[Nepomuk] Nepomuk-WebMiner integration into nepomuk-core fileindxer

Wed Dec 26 17:41:55 UTC 2012

Hi all,

now that the WebMiner is working and in extragear I like to talk about
how this could be integrated better into the current indexer.
The current solution works as an additional service that listens to
all newly added resources and calls the webminer in a QProcess.

Vishesh had the idea to combine this in the current indexer chain
which will help to control the process better (suspend/resume based on
battery status and so on)

I've checked the source and saw that currently there exist the
basicindexer which fetches mimetype stuff and the fileindexer, that
takes all resources with the property "kext:indexingLevel < 2" and
extracts additional information (former strigi indexer)

At this point I like to introduce the Webminer with the proper
queue/job like the fileindexer and work on all properties with
"kext:indexingLevel == 2  or < 3".

The WebMinerIndexerJob would call my current webminer, which would go
into nepomuk-core too (as a subfolder like the fileindexer)

The parts I like to put into nepomuk-core would be my plugin based
webextraction + some basic python plugins.
So all parts I have for the WebMiner at the moment without all the ui parts.
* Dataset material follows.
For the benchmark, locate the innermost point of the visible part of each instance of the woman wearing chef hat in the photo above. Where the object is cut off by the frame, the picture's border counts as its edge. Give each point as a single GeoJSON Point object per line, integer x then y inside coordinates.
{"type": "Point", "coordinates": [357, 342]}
This would not change the build dependencies but add a few more
runtime dependencies.
In order to successfully fetch the data from the web we would need the
python modules
* re
* json
* urllib
* httplib2
* tvdb
* musicbrainzngz
* as well as the krosspython plugin

This would allow to fetch:
* music data + cover from musicbrainz
* movie data + poster from themoviedb. (imdb is not working anymore
and way to unstable and slow)
* tvshow data +banner from thetvdb
* document data from microsoft academics/spingerlink

Any additional plugins. Which is currently the broken imdb(hopefully
this will be fixed in the future) as well as the extended tvdbmal
script that needs also pxKDE/pyQt and probably more should go in some
kind of extragear repository or even kde-apps for those who like to
fetch data from other resources. nepomuk-core could at least fetch
most data out-of-the box then.

The current indexing can than be controlled via the overall indexing
status and shown in the nepomuk-controller that sits in the
systemtray.

The current ui that can be used to manually find and save the metadata
would go somewhere else (kde-runtime/workspace or where ever it might
fit)

The biggest problem might be the generation of the SimpleResource
classes, which takes a very long time currently. Hopefully this can be
fixed too, as this problem should be solved by any program that will
use them in the future anyway.

Any other ideas, suggestion or comments?
Would the mentioned runtime python dependencies work or will they
still be a problem?
The good thing here, even if those runtime dependencies are missing,
the user won't get a broken desktop. Instead the additional data will
just not be fetched from the web.

Regards,
Jörg